As figuras que povoam as pinturas de Berrío parecem precisamente empenhadas neste processo de reinvenção contínua. Os seus corpos fragmentados, os seus rostos mascarados ou obscurecidos, as suas poses incongruentes, todos estes elementos sugerem identidades em fluxo, seres em transição que negociam o seu lugar num mundo cujas regras mudam constantemente.
Aquilo que Berrío capta magistralmente é esta tensão fundamental entre fragmentação e coesão, entre dissolução e recomposição. Os seus colagens, construídos meticulosamente a partir de centenas de pedaços de papel rasgados e depois cuidadosamente montados, encarnam literalmente este processo. A técnica assim une-se perfeitamente ao tema: forma e conteúdo fundem-se numa expressão coerente da nossa condição contemporânea.
Mas Berrío vai além de um simples diagnóstico sociológico. O seu trabalho contém uma dimensão profundamente utópica que merece ser destacada. Através das suas composições caóticas mas cuidadosamente organizadas, sugere a possibilidade de uma harmonia emergindo do caos, de uma comunidade a reformar-se após a catástrofe.

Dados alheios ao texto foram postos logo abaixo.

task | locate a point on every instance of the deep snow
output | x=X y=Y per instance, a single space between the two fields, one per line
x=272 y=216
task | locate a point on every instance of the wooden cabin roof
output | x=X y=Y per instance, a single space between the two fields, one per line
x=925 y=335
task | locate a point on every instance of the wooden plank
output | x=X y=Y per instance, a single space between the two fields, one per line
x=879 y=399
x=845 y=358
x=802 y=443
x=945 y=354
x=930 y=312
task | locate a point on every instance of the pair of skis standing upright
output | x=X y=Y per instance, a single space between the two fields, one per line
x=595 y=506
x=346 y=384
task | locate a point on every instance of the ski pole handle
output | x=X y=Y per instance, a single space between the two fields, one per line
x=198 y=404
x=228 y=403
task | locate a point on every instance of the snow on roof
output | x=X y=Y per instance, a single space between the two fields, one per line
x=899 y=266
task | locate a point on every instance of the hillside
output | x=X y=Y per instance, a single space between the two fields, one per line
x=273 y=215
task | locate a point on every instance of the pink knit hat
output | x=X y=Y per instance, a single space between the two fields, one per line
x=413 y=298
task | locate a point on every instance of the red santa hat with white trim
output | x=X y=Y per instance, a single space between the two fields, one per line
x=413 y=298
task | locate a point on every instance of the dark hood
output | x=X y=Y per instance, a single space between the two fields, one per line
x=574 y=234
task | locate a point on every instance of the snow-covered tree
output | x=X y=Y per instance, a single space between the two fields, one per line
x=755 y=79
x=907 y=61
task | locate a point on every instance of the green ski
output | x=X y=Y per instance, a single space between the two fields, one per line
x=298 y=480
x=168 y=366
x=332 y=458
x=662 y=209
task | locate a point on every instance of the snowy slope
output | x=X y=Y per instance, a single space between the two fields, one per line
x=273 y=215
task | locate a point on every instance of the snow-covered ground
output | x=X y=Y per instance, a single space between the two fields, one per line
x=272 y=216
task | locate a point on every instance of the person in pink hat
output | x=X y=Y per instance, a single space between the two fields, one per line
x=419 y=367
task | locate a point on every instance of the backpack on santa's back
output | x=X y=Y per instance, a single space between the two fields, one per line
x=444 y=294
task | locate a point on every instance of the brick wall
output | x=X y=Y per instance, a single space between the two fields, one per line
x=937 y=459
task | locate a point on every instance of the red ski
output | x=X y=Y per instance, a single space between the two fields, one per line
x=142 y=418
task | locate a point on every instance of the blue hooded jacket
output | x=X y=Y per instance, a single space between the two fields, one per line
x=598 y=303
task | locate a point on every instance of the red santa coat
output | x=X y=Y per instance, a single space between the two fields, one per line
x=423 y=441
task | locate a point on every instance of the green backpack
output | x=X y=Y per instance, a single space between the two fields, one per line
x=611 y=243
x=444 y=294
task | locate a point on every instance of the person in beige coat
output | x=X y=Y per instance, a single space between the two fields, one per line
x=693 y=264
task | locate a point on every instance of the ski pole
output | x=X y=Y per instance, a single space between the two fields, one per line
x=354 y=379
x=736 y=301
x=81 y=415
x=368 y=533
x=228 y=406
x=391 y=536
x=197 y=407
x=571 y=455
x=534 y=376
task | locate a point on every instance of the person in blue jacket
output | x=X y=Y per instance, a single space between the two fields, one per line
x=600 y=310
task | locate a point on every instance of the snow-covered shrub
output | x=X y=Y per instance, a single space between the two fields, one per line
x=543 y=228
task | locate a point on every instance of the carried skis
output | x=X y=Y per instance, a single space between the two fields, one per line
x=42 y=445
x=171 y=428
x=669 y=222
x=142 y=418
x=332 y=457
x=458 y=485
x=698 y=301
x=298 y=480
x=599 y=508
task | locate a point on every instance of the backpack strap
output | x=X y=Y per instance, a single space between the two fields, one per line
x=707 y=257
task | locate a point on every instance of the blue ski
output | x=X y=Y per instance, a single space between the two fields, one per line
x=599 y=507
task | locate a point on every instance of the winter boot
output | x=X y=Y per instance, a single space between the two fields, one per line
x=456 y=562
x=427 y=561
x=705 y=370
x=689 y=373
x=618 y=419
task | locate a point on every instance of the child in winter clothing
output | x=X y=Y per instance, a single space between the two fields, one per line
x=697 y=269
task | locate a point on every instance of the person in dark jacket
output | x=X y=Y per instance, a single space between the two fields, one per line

Em particular, o seu tratamento das figuras femininas é revelador. As mulheres que habitam as suas obras não são representadas como vítimas passivas das forças que as movem, mas como agentes ativas do seu próprio destino. O olhar direto delas, a sua presença corporal afirmada, a sua relação íntima com o ambiente, todos estes elementos sugerem uma forma de resistência silenciosa mas poderosa.
Esta dimensão feminista não é anedótica na obra de Berrío. Insere-se numa tradição artística latino-americana que frequentemente utilizou o corpo feminino como espaço de contestação política e social. Como demonstrou a exposição “Mulheres radicais: Arte latino-americana, 1960-1985” (apresentada no Brooklyn Museum em 2018), as artistas mulheres da América Latina desenvolveram historicamente estratégias visuais inovadoras para desafiar as estruturas patriarcais e coloniais de poder.
Berrío insere-se nesta linha enquanto desenvolve uma linguagem visual distintamente contemporânea. Os seus colagens multiculturalmente inspirados, que integram técnicas e materiais japoneses em composições com referências colombianas, refletem uma sensibilidade globalizada que transcende categorizações simplistas.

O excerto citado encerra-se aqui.